Genesis, l'icône déchue du darknet

Genesis, l'icône déchue du darknet Les marketplaces sont nombreuses sur le darknet, mais une sort du lot : Genesis. En seulement 4 ans, elle a su se hisser au sommet grâce à un fonctionnement atypique… avant de se bruler les ailes.

Le 4 avril dernier est à marquer d'une pierre blanche dans l'histoire de la cybercriminalité. Ce jour-là est lancée l'opération Cookie Monster. 17 pays y participent. Surtout, 120 cybercriminels sont arrêtés autour du globe. Une force de frappe tournée vers un seul objectif : récupérer 80 millions de données personnelles comprenant des accès à des comptes sur les réseaux sociaux, des cartes bancaires, des pièces d'identité et des "finger print". Un "butin" qui impactait 2 millions de personnes dans le monde, détenu par les membres d'un groupe cybercriminel atypique, connu sous le nom de Genesis.

Le site de Genesis après l'opération Cookie Monster © Capture d'écran du site de Genesis

La genèse, l'origine de tout dans la bible et la torah… Le choix de ce nom n'est pas dû au hasard.

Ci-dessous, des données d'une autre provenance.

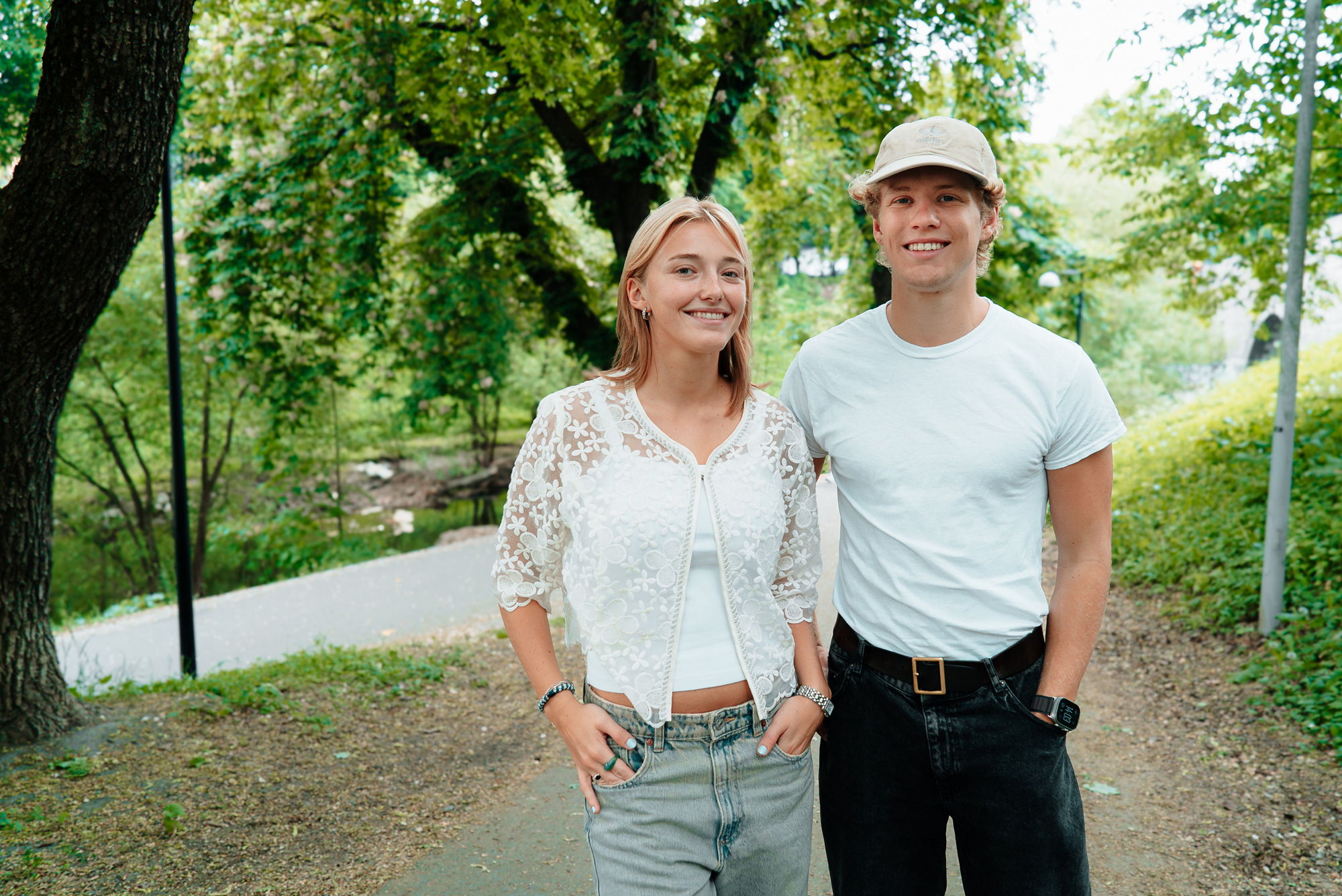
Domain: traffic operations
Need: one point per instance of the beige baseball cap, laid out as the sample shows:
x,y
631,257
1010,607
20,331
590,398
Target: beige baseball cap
x,y
936,142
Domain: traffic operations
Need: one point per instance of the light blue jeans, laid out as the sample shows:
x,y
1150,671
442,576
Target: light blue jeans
x,y
704,815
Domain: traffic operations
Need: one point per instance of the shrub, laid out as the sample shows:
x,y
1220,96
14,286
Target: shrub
x,y
1190,510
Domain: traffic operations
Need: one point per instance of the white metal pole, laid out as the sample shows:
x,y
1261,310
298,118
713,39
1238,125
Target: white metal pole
x,y
1284,431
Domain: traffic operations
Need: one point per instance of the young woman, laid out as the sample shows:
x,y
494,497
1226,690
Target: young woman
x,y
672,509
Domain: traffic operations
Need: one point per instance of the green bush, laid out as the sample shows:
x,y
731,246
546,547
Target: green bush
x,y
1190,510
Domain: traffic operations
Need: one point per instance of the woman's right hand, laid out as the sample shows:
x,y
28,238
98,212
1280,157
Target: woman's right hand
x,y
584,729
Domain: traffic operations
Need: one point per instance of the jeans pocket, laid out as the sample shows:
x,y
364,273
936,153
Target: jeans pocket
x,y
839,673
1018,706
794,757
638,760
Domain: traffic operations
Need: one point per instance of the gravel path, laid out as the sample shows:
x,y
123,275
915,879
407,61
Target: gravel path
x,y
1188,789
389,599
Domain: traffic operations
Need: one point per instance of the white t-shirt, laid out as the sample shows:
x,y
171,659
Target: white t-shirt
x,y
940,455
705,655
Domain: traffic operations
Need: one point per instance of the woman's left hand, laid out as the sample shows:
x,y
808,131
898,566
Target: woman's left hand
x,y
792,728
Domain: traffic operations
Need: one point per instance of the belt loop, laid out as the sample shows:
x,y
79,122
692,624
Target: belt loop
x,y
992,674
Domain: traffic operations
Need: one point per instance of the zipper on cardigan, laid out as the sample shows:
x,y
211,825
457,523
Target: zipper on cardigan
x,y
727,603
685,584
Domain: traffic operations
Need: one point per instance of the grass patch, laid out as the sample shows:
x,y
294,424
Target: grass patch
x,y
1190,510
378,673
329,772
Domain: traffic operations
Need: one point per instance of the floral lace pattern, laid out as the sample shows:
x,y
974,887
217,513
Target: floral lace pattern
x,y
601,518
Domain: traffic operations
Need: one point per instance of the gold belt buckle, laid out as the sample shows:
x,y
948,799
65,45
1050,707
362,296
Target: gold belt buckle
x,y
941,674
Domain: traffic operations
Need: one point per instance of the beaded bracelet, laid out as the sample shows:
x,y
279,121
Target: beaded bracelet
x,y
558,689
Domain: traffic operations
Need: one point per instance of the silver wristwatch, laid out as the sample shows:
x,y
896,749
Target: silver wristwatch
x,y
815,697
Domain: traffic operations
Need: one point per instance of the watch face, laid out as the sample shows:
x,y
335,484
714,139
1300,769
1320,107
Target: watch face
x,y
1069,714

Les membres de Genesis se voient comme l'alpha et l'oméga du monde cybercriminel. Et c'est vrai qu'ils étaient au sommet : jusqu'au coup de filet, leur marketplace était la première du darknet en matière de revente d'identités volées. Mais comment une poignée de cybercriminels a-t-elle pu atteindre un tel niveau ?

Un forum-marketplace

"Contrairement aux autres marketplaces du darknet, il fallait être parrainé pour accéder à Genesis. Donc on devait sympathiser avec une personne possédant un grade assez élevé au sein du forum pour pouvoir y rentrer. Ce n'était pas facile mais ce n'était pas impossible", explique Matthieu Dierick, expert cybersécurité chez F5. 

Mais Genesis n'était pas un simple forum, c'était aussi une marketplace ainsi qu'un centre de commandement qui permettait de piloter des malwares." Contrairement aux autres marketplaces, Genesis n'a pas donné priorité à la drogue mais aus data. Comme ils le disaient : la data est notre pétrole", poursuit Matthieu Dierick.

Pour comprendre l'importance de Genesis, il faut analyser la façon dont fonctionnait chez eux une cyberattaque. Tout en bas, les petites mains scannaient le net à la recherche de cibles. Une fois leur récolte terminée, elles la revendaient à une plus grande main qui elle-même rescannait l'ensemble des datas achetés. Et les essayait, pour vérifier si ces données permettaient d'accéder à des comptes. Après cette étape et une fois purgées, les données étaient à nouveau revendues, dans un état plus exploitable que lors de leur achat, et ainsi de suite. A la fin de ce processus, on obtenait une donnée utile pour l'attaque.

Au final, plus vous étiez haut en grade au sein du forum, meilleure était la donnée à laquelle vous pouviez accéder. Le saint des saints était la " finger print", grâce à laquelle on peut accéder à tous les codes d'un profil d'un utilisateur sur un navigateur web. Cette culture a protégé Genesis et lui a permis d'obtenir de nombreuses "finger print", et cela en quatre ans d'existence.  Sachant que Genesis prenait une taxe sur ses ventes, ce qui explique la bonne maintenance du site.

Une mise à mort, vraiment ?

L'arrestation de plusieurs de ses membres a porté un coup dur à Genesis mais ne l'a pas mis à terre. "Les forces de police ont arrêté plusieurs leaders dont l'un, russophone, qui se cachait dans la ville de Grimsby en Angleterre. Les forces de sécurité se sont concentrées sur les leaders, grandes mains, et les capo, dits moyennes mains. Les grandes mains se connaissent entre elles physiquement et gèrent l'argent, les moyennes mains s'occupent des serveurs, les petites mains ne contrôlent rien. Actuellement, les moyennes mains sont en état d'alerte mais le site commence déjà à remonter sur le darknet", précise Matthieu Dierick.

Genesis n'est donc pas mort. Certaines moyennes mains ayant survécu à l'opération Cookie Monster, les serveurs sont toujours saufs, ce qui explique pourquoi un site de secours réservé aux seuls membres est toujours en ligne sur le darknet. Ces serveurs sont très difficiles à trouver car ils se camouflent dans des cloud légaux.

Mais il s'agit tout de même d'une victoire pour les forces de police. "L'organisation est gravement impactée, on a arrêté toutes les rockstars, ceux qui ont créé la marque Genesis. Et sans ce savoir-faire, la marketplace risque de ne pas fonctionner aussi bien. Mais il y a une inconnue, nous ne savons pas si Genesis possède un plan de reprise d'activité. Si oui, le site va vite remonter. A l'inverse, il pourrait plonger", conclut Matthieu Dierick.